How do we simulate EVAR implantation?
Step 1: Creation of Digital Twin of Aorta
The first step involves creating a patient-specific digital twin of the aorta. The aorta is segmented from a contrast-enhanced pre-operative CT scan, following a process similar to many other sizing software tools.
This aortic model is then meshed — a mathematical process that divides its surface into thousands of small elements. Each element is assigned the bio mechanical properties of the aortic wall.
As a result, the model transitions from a static image to a numerical entity capable of interacting with tools and deforming according to their mechanical properties.
This technology – unique to Predisurge - is the digital twin of the patient’s aorta.
Step 2: Digital Replica of Endograft
The second step consists of building a digital replica of the endograft. A detailed model reproducing the geometry of the stents and fabric is constructed and meshed.
The known stiffness and mechanical behaviour of both components are then applied to this digital replica of the endograft.

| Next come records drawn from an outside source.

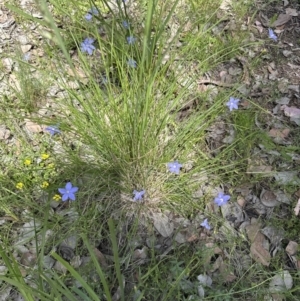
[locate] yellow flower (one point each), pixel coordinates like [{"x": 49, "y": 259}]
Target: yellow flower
[
  {"x": 45, "y": 156},
  {"x": 57, "y": 197},
  {"x": 20, "y": 185},
  {"x": 27, "y": 162},
  {"x": 45, "y": 184}
]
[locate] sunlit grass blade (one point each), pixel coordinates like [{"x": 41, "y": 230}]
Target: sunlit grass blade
[
  {"x": 112, "y": 234},
  {"x": 98, "y": 268},
  {"x": 77, "y": 276}
]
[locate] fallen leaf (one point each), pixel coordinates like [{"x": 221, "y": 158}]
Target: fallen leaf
[
  {"x": 257, "y": 251},
  {"x": 279, "y": 133},
  {"x": 32, "y": 126},
  {"x": 281, "y": 282},
  {"x": 268, "y": 198}
]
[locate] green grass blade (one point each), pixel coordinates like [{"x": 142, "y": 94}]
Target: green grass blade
[
  {"x": 76, "y": 275},
  {"x": 112, "y": 234},
  {"x": 98, "y": 268}
]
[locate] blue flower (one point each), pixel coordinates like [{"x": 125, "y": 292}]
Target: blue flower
[
  {"x": 92, "y": 12},
  {"x": 26, "y": 57},
  {"x": 222, "y": 199},
  {"x": 131, "y": 40},
  {"x": 86, "y": 46},
  {"x": 125, "y": 24},
  {"x": 132, "y": 63},
  {"x": 68, "y": 192},
  {"x": 232, "y": 103},
  {"x": 174, "y": 167},
  {"x": 272, "y": 35},
  {"x": 205, "y": 224},
  {"x": 52, "y": 129},
  {"x": 138, "y": 195}
]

Step 3: Simulating the implantation of Endograft
Finally, the third step simulates the implantation of the endograft within the patient-specific aortic digital twin. The ERI user (either clinical specialist or the vascular surgeon) selects the endograft type, the introduction side, and defines the proximal landing zone relative to a reference artery (for example, 2 mm below the lower edge of the right renal artery).
The digital endograft is virtually crimped, introduced into the aortic model following these parameters, and then released. It interacts with the aortic digital twin until a mechanical equilibrium is reached — a state that corresponds to what is typically observed on post-operative CT scans.
This EVAR simulation can be used similarly to a post-operative CT scan. In particular, it allows for a detailed analysis of the endograft apposition. This is precisely what is automatically performed by Endoleak Risk Index.
How does the simulation take into account the way the operator will deploy the stent-graft?
Proximal landing zone of the stent graft is actually an input defined by the clinical specialist or the physician as a distance to a reference artery, usually the lower edge of the lowest renal artery. If the operator is not sure about thelanding zone reachable, multiple proximal landing zones scenarios can be simulated.
Validation of EVAR simulation
To validate the accuracy of EVAR simulations, retrospective studies were performed on patients who had previously undergone EVAR. For each case, the pre-operative CT scan was used to generate a patient-specific digital twin of the aorta. The procedure was then simulated virtually using the same Endurant endograft reference and identical landing zones as those employed during the actual intervention.
The predictive simulations were evaluated against post-operative CT scans. Specifically, the stent rings on the post-operative imaging were extracted and compared to the corresponding stent rings in the simulated digital twin.
Their position and their diameters were compared to evaluate the accuracy of the simulation, as described by Perrin et al. (Journal of Biomechanics, 2015) and Derycke et al. (Computer Methods and Programs in Biomedicine, 2024), providing a robust framework for assessing model fidelity.
The comparison demonstrated excellent agreement between simulated and real-world results. The position and expansion of the stent rings in the simulations closely matched those observed on patients' post-operative scans.
On average, the difference in stent ring radius between simulated and actual devices was less than 1 mm, highlighting the accuracy of the simulation.